Just who from the ranks of our super rich are doing all this spending? We don’t exactly know for sure. Spending by outside contributors this election cycle, researchers from the campaign funding watchdog OpenSecrets reported on Election Day, hit an all-time record $4.5 billion, “with more than half of that spending coming from groups that do not fully disclose the source of their funding.”
America’s wealthiest “have always weighed in on politics,” as the business journal Forbes understatedly noted the day after Election Day, but their capacity to make a difference has significantly “ramped up.” These wealthy “can now make unlimited donations,” and those donations without limits have been making each election “more expensive than the last.”
And billionaires like things that way. Exulted crypto billionaire Tyler Winklevoss just after Trump’s triumph: “We are on the brink of a new American Renaissance.”
But billionaires today have an electoral influence that goes far beyond their hefty campaign contributions. In today’s social media environment, these rich can speak directly to potential voters. Between October 1 and Election Day, a Forbes analysis shows, America’s 200 richest billionaires posted over 2,000 comments on this year’s elections. Those comments gained over 10 billion reads.
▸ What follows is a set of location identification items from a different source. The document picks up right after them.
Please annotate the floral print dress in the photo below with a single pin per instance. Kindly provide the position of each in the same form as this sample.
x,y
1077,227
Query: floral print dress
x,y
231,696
And where did we end up, after all this billionaire spending and speaking out? We ended up with an exasperated electorate. Voter turnout in 2024, the political scientist Peter Dreier points out, ended up down more than 16 million votes, with Trump pulling over 2 million fewer ballots than in 2020 and Kamala Harris collecting over 14 million fewer than Joe Biden pocketed in 2020.
That turnout for the Democrats, Dreier argues, reflects the continuing weakness of America’s labor movement, despite the isolated labor organizing triumphs of recent years. Back in the mid-20th century, unions represented over a third of all U.S. private-sector workers. Last year, only 6 percent of private sector workers carried union cards.
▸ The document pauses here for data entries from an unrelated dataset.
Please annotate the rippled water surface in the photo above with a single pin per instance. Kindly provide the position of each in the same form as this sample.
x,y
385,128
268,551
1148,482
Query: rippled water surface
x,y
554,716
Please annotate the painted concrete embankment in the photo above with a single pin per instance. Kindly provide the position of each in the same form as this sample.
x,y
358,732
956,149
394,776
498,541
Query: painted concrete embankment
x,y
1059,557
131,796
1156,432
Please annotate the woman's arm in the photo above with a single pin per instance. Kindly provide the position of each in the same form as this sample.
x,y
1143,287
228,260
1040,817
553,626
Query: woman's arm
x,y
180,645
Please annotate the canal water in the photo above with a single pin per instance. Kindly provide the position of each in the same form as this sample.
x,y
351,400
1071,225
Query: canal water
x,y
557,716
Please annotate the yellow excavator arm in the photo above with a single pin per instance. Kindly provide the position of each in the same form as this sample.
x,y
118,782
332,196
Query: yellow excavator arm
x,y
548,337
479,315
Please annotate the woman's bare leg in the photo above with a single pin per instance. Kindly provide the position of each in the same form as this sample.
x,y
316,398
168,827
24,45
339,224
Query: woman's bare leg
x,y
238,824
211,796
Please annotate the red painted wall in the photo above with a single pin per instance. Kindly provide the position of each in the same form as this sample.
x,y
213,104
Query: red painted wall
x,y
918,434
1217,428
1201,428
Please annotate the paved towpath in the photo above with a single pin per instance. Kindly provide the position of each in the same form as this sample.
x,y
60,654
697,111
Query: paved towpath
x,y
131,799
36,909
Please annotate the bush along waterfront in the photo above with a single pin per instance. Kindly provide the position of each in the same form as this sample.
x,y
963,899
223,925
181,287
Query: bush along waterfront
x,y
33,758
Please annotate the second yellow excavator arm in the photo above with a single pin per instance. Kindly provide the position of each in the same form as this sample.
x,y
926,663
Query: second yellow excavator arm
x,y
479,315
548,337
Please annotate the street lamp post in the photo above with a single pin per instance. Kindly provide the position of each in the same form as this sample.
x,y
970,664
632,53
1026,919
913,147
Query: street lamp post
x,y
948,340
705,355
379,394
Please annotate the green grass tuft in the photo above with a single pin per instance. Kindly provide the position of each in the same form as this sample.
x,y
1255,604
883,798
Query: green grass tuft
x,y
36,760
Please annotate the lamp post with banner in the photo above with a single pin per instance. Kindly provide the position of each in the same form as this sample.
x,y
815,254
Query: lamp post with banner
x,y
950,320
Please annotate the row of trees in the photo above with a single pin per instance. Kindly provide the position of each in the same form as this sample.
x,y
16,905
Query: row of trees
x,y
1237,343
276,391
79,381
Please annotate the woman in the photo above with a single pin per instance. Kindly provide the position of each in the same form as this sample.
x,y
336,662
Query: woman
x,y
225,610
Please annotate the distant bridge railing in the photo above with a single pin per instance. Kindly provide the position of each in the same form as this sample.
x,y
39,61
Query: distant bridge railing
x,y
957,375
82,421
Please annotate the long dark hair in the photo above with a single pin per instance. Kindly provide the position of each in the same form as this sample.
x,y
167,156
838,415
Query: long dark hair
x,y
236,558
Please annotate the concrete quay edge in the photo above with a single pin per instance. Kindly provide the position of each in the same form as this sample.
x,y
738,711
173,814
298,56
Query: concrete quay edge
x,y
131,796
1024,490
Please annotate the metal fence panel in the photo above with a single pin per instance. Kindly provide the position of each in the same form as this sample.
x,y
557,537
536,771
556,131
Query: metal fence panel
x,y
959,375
If today’s union membership rate stood at a mere 20 percent of all workers, Dreier contends, “Harris would have won” because unions would have been able to reach more working people directly — including those “who might be gun owners or evangelical Christians” — “about why to vote” for pro-worker candidates.
Three generations ago, in mid-20th century America, high unionization rates kept in place World War II’s high federal tax rates on the nation’s highest incomes, rates that would run over 90 percent on top-bracket income throughout the 1950s. That twofer of a strong labor movement and high taxes on our nation’s richest would go on to nurture a political climate open to greater equality in every sphere.
Today’s richest, by contrast, pay taxes at rates that amount to a tiny fraction of what they pocket, and vast swatches of the American economy have essentially no union presence at all. Trump and his deep-pocketed pals can flourish and thrive in this environment. The task for the rest of us: to change it.
Can we win that fight? We can. Just look at the numbers.
Earlier this year, polling found that 71 percent of all likely voters — and even 53 percent of self-described Republicans — think billionaires should be paying more in taxes. Over two-thirds of the American people, Gallup reports, see themselves as union supporters. Even more Americans — 80 percent — favor higher taxes on corporations with CEOs who make over 50 times what their workers make. Top CEOs today averagehundreds of times what their workers earn.
Our super rich are now celebrating what they see as a glorious future. Let’s put them on the defensive.